Doubling trend at 80% success rate
  • Initially, I criticized the 50% success threshold as irrelevant for real-world deployment (where near-100% is needed).
  • @swyx correctly nudged me to read to the end.
  • The 80% success rate shows... basically the same doubling trend. Every 213 days rather than 212 days if we used 50%. Huh! That's a lot more robust than I expected.
  • Looks like even if we push to 99% completion rates it doesn't change things much.

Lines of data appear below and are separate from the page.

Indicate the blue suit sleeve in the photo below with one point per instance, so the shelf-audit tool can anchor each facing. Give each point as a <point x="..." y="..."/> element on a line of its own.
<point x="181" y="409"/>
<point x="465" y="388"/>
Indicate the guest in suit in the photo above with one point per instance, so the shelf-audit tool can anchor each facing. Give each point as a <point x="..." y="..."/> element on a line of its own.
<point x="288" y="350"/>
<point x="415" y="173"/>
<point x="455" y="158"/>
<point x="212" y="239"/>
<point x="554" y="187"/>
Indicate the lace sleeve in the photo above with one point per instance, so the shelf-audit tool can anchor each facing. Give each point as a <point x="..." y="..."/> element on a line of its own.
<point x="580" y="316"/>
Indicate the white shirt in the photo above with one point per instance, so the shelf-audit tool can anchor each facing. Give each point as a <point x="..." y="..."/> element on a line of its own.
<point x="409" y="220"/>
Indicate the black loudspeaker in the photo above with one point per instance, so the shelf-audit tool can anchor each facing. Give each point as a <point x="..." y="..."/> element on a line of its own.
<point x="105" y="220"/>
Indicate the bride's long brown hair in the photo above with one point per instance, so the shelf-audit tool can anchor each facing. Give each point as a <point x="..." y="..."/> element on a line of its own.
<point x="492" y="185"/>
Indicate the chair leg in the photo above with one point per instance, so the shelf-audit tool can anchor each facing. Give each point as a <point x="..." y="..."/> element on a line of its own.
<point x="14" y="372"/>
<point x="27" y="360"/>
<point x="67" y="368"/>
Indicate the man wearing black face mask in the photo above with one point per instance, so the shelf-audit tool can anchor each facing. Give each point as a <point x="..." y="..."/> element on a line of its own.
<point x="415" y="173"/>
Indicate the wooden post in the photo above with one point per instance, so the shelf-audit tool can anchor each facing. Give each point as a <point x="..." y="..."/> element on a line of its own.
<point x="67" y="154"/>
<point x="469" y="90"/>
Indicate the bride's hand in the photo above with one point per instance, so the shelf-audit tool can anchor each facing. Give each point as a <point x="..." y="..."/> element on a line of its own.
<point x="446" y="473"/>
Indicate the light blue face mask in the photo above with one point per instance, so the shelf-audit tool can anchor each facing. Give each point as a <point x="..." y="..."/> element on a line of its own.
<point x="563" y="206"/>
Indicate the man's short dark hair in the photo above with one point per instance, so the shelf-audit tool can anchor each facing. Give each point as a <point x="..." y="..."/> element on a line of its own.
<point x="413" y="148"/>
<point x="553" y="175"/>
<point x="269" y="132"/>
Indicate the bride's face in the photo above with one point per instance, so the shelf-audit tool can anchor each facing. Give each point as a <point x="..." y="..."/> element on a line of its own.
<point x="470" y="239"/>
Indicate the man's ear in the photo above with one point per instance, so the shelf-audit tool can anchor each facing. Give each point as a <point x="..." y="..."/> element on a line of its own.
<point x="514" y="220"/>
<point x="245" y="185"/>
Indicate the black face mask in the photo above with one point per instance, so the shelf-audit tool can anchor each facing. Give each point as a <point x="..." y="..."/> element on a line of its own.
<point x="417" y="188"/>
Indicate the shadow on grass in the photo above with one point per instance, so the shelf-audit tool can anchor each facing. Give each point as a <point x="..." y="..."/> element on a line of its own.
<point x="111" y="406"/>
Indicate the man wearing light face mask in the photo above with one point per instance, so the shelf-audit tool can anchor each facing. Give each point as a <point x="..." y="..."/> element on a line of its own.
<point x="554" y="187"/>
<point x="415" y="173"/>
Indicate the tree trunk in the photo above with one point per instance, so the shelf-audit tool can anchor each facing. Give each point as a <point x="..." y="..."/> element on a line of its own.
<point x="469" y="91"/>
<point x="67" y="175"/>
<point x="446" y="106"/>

Also, scaffolding plays a major factor beyond 50% success rate:

  • Better prompting techniques, iterative frameworks, and search-enhanced strategies can boost success rates 2–3x on identical models.
  • Looking at SWE-bench, you'll see models like 3.5 Sonnet ranging from 33% to 62% success rates on the benchmark. A ~2x difference simply based on how it's been harnessed.

Parting Thoughts

AGI and the future

At Hypercontext, we aimed to break tasks into ~4-hour chunks—this was our sweet spot for accurate scoping. AI capabilities entering the 4-hour to 8-hour range are especially exciting as they align precisely with real-world developer complexity.

It's wild to contemplate, but the data clearly points toward this future. Even factoring in skepticism about extrapolating trends, there's no ignoring the rapidly expanding capabilities.

Maybe this is the first tangible glimpse into what's coming.